CANCUN, Mexico — Most observers agree that the Cancun deal is a tremendous achievement for UN climate process and a testament to the dogged diplomacy of the tireless Mexican hosts. After reaching what was a seemingly impassable divide over the future of the Kyoto Protocol, negotiators worked into the early hours this morning to produce two compromise texts that were agreed upon by all but the Bolivian delegation.
All that has been widely reported. What has been less discussed in the growing influence of large multinational corporations over the UN climate process. This is, as I wrote yesterday for The New Republic, “cause for concern.” Because businesses are quarterly-driven entities beholden primarily to their investors – not the long-term public interest – it is dangerous to allow them a prominent role in the climate negotiations. This risk was made evident by a letter Greenpeace uncovered shortly after the story was published.
While the government of Mexico worked hard to include corporations in the climate protection discussion that occurred here over the past two weeks, some big businesses used the platform they provided to push their narrow self interests. Shell was a particularly dishonest actor. On Wednesday its executive vice-president Graeme Sweeney joined Mexican Secretary of Economy Bruno Ferrari at a panel sponsored by the national development agency to discuss the role the private sector can play in preventing catastrophic climate change.
“Sweeney used every opportunity to emphasize the importance of funding R&D for carbon capture and sequestration—a promising but completely unproven technology to reduce emissions from coal plants,” I wrote of the event. “While Shell’s commitment to climate action is nice, it also seems to be a glorified form of lobbying.”
But, as I learned later, pushing for dubious solutions to the climate crisis wasn’t the only thing the oil company was doing to undermine the negotiations. Greenpeace discovered that days earlier, a trade group in which Shell is a prominent member, wrote an “urgent proposal” to the Japanese Government pressuring it not to compromise on avoiding a second Kyoto commitment period.
“We urge JPN government to not accept the extension of the Kyoto Protocol under whatever circumstances,” the Petroleum Association of Japan wrote, according to a rough translation of the letter by the Japanese office of Greenpeace. Had the government of Japan followed the trade group’s advice, it is very likely the Cancun Agreements would never have come to pass – an outcome that would have been tragic for most, but beneficial for Shell and the PAJ.
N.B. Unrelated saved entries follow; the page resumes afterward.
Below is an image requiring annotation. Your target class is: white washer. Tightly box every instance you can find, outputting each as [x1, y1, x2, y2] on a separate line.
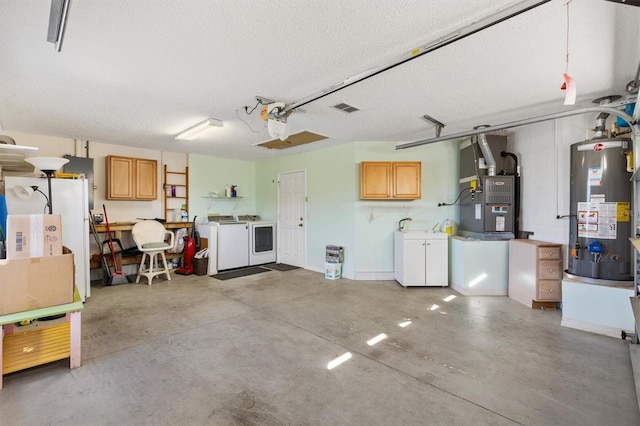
[204, 215, 249, 272]
[196, 223, 218, 275]
[217, 222, 249, 270]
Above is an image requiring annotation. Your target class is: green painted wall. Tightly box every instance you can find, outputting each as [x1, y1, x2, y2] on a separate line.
[192, 140, 459, 278]
[353, 141, 460, 274]
[255, 144, 356, 275]
[189, 154, 256, 222]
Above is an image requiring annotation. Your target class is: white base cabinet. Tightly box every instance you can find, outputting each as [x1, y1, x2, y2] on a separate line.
[394, 231, 448, 287]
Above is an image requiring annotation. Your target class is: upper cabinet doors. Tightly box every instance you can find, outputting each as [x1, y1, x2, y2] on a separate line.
[106, 155, 157, 200]
[360, 161, 421, 200]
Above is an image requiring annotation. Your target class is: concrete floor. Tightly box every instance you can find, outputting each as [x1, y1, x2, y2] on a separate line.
[2, 268, 640, 425]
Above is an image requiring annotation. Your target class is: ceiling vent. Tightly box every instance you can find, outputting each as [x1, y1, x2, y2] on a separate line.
[332, 103, 360, 113]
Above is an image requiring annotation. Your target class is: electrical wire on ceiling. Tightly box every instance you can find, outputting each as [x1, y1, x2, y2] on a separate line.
[243, 98, 266, 115]
[237, 97, 272, 133]
[235, 108, 264, 133]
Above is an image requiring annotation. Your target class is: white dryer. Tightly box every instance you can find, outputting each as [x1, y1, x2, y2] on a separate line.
[238, 215, 276, 266]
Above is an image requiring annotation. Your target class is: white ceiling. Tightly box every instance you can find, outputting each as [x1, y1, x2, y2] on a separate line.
[0, 0, 639, 161]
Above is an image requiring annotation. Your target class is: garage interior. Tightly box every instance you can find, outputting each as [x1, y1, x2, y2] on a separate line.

From now until the end of the Durban summit, there are many contentious international climate issues to be resolved if the UN process is to produce a new binding treaty. Chief among them is how to extend the Kyoto Protocol while also curbing emissions from rapidly growing emerging economies like China. As the actions of Shell at the Cancun conference make clear, governments negotiating solutions to this and other climate problems would be wise to not confuse the best interests of corporations with those of the public at large.